Over a year later, the app has been downloaded more than 9,000 times and currently is the No. 2 social planning app for iPhone worldwide, according to app ranking website App Annie.

The app can be found online and in the iOS App Store, and the Allcal team is working to make it available for Android by the end of 2015, Daniel Cocanougher said.

He said he hopes Allcal will be able to create a large public calendar that features events all around Dallas-Fort Worth. Beyond personal and small-group use, businesses and organizations can use the app to create public calendars that every Allcal user has access to.

In March, the University of Texas at Austin used Allcal for RoundUp, a three-day event filled with concerts, charity fundraisers and other activities hosted by fraternities and sororities.

Cienna Taylor, a UT sophomore who attended RoundUp, said she had a “great first impression” when she started using the app. She also uses it for her organization, Texas THON, which raises money for the Children’s Miracle Network Hospitals in Austin.

“It was incredibly user friendly,” she said. “It synced up incredibly well with iPhone users, which is what I am. It made it really easy for me to branch out to a community that I wanted to partake in their activities. I would recommend it to anybody.”

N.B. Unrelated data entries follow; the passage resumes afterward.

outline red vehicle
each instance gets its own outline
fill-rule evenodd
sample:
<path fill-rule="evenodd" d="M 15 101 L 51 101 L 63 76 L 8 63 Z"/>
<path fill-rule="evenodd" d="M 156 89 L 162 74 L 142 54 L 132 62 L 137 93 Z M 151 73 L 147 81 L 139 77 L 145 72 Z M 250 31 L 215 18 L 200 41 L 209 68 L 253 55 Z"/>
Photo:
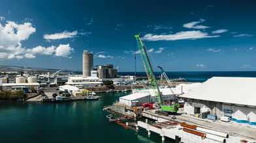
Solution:
<path fill-rule="evenodd" d="M 151 109 L 153 109 L 153 103 L 143 103 L 142 107 L 144 108 L 150 107 Z"/>

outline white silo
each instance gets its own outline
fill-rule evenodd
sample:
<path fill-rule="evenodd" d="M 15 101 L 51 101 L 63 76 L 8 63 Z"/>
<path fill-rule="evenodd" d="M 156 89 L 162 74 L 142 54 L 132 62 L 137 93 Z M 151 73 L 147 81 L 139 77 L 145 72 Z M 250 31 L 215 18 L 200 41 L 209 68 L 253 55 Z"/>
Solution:
<path fill-rule="evenodd" d="M 25 77 L 16 77 L 16 83 L 25 83 Z"/>
<path fill-rule="evenodd" d="M 27 77 L 27 83 L 37 83 L 37 77 Z"/>
<path fill-rule="evenodd" d="M 83 77 L 91 76 L 91 71 L 93 66 L 93 53 L 84 51 L 83 53 Z"/>
<path fill-rule="evenodd" d="M 2 79 L 2 83 L 7 83 L 7 78 L 3 77 L 3 78 L 1 78 L 0 79 Z"/>

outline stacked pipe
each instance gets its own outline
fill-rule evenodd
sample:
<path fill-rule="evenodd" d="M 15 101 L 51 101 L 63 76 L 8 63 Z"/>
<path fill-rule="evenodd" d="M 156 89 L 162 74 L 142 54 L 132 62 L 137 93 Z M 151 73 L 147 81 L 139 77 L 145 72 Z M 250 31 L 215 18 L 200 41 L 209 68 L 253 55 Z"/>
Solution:
<path fill-rule="evenodd" d="M 226 142 L 226 139 L 223 138 L 227 138 L 229 137 L 229 135 L 227 133 L 221 133 L 219 131 L 213 131 L 213 130 L 210 130 L 210 129 L 206 129 L 204 128 L 202 128 L 202 127 L 199 127 L 195 125 L 188 125 L 187 124 L 185 123 L 181 123 L 180 125 L 183 126 L 183 127 L 185 127 L 183 128 L 183 131 L 185 131 L 185 132 L 188 132 L 190 133 L 193 133 L 199 136 L 202 136 L 202 135 L 203 136 L 205 133 L 207 133 L 207 134 L 206 135 L 206 138 L 208 138 L 212 140 L 217 140 L 219 142 Z M 195 131 L 195 130 L 197 130 L 197 131 Z M 199 132 L 199 131 L 202 131 L 202 132 Z M 222 137 L 220 137 L 222 136 Z"/>

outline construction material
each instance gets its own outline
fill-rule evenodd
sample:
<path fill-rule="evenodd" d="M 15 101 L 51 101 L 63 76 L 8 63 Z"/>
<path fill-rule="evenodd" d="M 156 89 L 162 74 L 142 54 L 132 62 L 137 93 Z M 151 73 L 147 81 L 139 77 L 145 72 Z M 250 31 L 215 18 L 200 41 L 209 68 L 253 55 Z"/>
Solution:
<path fill-rule="evenodd" d="M 212 130 L 212 129 L 204 129 L 204 128 L 202 128 L 202 127 L 197 127 L 197 131 L 202 131 L 202 132 L 205 132 L 205 133 L 210 133 L 210 134 L 212 134 L 212 135 L 217 135 L 217 136 L 225 137 L 225 138 L 228 138 L 229 137 L 229 134 L 219 132 L 219 131 L 214 131 L 214 130 Z"/>
<path fill-rule="evenodd" d="M 207 118 L 216 120 L 217 120 L 217 116 L 212 115 L 212 114 L 208 114 L 207 115 Z"/>
<path fill-rule="evenodd" d="M 189 129 L 187 129 L 187 128 L 185 128 L 185 127 L 184 127 L 182 130 L 184 131 L 185 131 L 185 132 L 187 132 L 187 133 L 189 133 L 197 135 L 200 136 L 205 136 L 206 138 L 210 138 L 210 139 L 212 139 L 212 140 L 216 140 L 216 141 L 219 141 L 219 142 L 226 142 L 226 139 L 225 138 L 223 138 L 222 137 L 220 137 L 220 136 L 216 136 L 216 135 L 214 135 L 204 134 L 204 133 L 203 133 L 202 132 L 199 132 L 199 131 L 195 131 L 195 130 Z M 205 135 L 205 136 L 204 136 L 204 135 Z"/>
<path fill-rule="evenodd" d="M 229 121 L 229 117 L 228 117 L 228 116 L 221 116 L 221 120 L 227 122 Z"/>
<path fill-rule="evenodd" d="M 204 132 L 204 133 L 210 133 L 210 134 L 212 134 L 212 135 L 216 135 L 223 136 L 223 137 L 225 137 L 225 138 L 228 138 L 229 137 L 229 134 L 219 132 L 219 131 L 214 131 L 214 130 L 212 130 L 212 129 L 205 129 L 205 128 L 199 127 L 197 127 L 196 125 L 188 125 L 188 124 L 187 124 L 185 123 L 181 123 L 180 125 L 182 125 L 183 127 L 188 127 L 188 128 L 190 128 L 190 129 L 192 129 L 197 130 L 197 131 L 202 131 L 202 132 Z"/>
<path fill-rule="evenodd" d="M 197 126 L 195 125 L 191 125 L 185 123 L 180 123 L 180 125 L 182 125 L 182 127 L 188 127 L 192 129 L 197 129 Z"/>

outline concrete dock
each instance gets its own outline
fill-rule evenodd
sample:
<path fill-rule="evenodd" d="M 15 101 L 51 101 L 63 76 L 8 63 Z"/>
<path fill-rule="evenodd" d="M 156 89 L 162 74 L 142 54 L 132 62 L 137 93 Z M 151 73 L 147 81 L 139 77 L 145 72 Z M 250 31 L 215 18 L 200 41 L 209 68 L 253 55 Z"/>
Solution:
<path fill-rule="evenodd" d="M 172 121 L 178 123 L 185 122 L 191 125 L 197 125 L 206 129 L 227 133 L 230 135 L 230 137 L 225 138 L 227 142 L 241 142 L 241 140 L 247 140 L 248 142 L 256 142 L 256 128 L 248 127 L 232 122 L 223 122 L 221 121 L 213 121 L 210 120 L 199 120 L 198 118 L 193 118 L 189 115 L 176 115 L 176 119 L 172 119 L 172 115 L 163 116 L 155 114 L 155 110 L 143 111 L 142 116 L 156 120 L 157 122 L 164 122 Z M 181 138 L 183 142 L 216 142 L 211 139 L 205 138 L 202 140 L 199 136 L 180 129 L 180 125 L 174 126 L 171 129 L 166 129 L 163 127 L 161 129 L 142 122 L 138 122 L 138 125 L 147 129 L 147 131 L 153 131 L 159 134 L 162 136 L 167 136 L 170 138 L 176 138 L 175 136 Z M 163 138 L 164 139 L 164 138 Z"/>

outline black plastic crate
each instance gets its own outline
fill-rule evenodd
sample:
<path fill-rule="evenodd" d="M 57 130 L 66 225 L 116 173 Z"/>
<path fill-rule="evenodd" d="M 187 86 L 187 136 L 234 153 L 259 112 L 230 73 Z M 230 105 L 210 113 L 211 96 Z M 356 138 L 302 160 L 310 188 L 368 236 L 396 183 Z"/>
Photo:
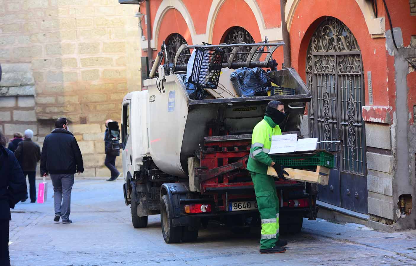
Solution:
<path fill-rule="evenodd" d="M 275 87 L 272 89 L 270 95 L 272 96 L 275 95 L 294 95 L 295 89 L 284 87 Z"/>
<path fill-rule="evenodd" d="M 218 47 L 195 49 L 195 59 L 189 82 L 199 88 L 216 89 L 223 66 L 224 51 Z"/>

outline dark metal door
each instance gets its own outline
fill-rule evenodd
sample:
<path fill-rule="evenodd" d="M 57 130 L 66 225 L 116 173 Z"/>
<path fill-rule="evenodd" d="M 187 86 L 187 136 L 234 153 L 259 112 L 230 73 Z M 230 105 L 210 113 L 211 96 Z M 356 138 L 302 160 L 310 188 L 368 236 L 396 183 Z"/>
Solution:
<path fill-rule="evenodd" d="M 361 53 L 351 31 L 328 17 L 312 35 L 306 76 L 312 94 L 309 105 L 310 135 L 320 148 L 341 150 L 327 186 L 319 185 L 320 200 L 367 213 L 365 134 L 362 107 L 365 103 Z"/>

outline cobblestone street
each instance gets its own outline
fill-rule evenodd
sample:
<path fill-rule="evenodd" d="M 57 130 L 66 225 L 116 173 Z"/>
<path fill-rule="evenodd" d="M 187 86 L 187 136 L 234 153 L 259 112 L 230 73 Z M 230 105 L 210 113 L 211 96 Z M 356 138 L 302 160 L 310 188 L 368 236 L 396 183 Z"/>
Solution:
<path fill-rule="evenodd" d="M 39 180 L 37 180 L 38 182 Z M 131 224 L 122 180 L 76 180 L 71 219 L 55 223 L 53 189 L 44 204 L 19 203 L 12 214 L 12 265 L 416 265 L 416 231 L 387 233 L 356 224 L 304 221 L 286 236 L 287 251 L 258 253 L 259 232 L 234 234 L 213 224 L 193 243 L 166 244 L 159 215 L 146 228 Z"/>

The Fort Worth Opera has also teamed up with Allcal, creating a public calendar where app users can view all of the opera’s events. The entrepreneurial event Dallas Startup Week, which will take place April 12-16, will also use Allcal for its schedule of activities.

Though Allcal is one of the main focuses for the Cocanougher family, the father and daughter haven’t lost touch with their FUNimation roots. They run Allcal in the North Richland Hills office that used to house FUNimation before the production company moved to Flower Mound.

In some ways, Danielle Cocanougher was already working for her dad at FUNimation when she was a child, voicing some of the minor characters in the English dubbings.

“She was actually very good at voices,” Daniel Cocanougher said.

Now 26, she and her dad work as a team in a new kind of business. But whether family member or not, Daniel Cocanougher said, he wants every employee at Allcal to have an entrepreneurial mindset. The company has five full-time employees, plus 10 contract workers in Romania who handle programming.

“Our strategy is, it’s not just family members, it’s everybody,” Daniel Cocanougher said. “Everybody that works here has to be an entrepreneur, and be thinking about how they can not only help the product but, in general, make money and do something good for mankind.”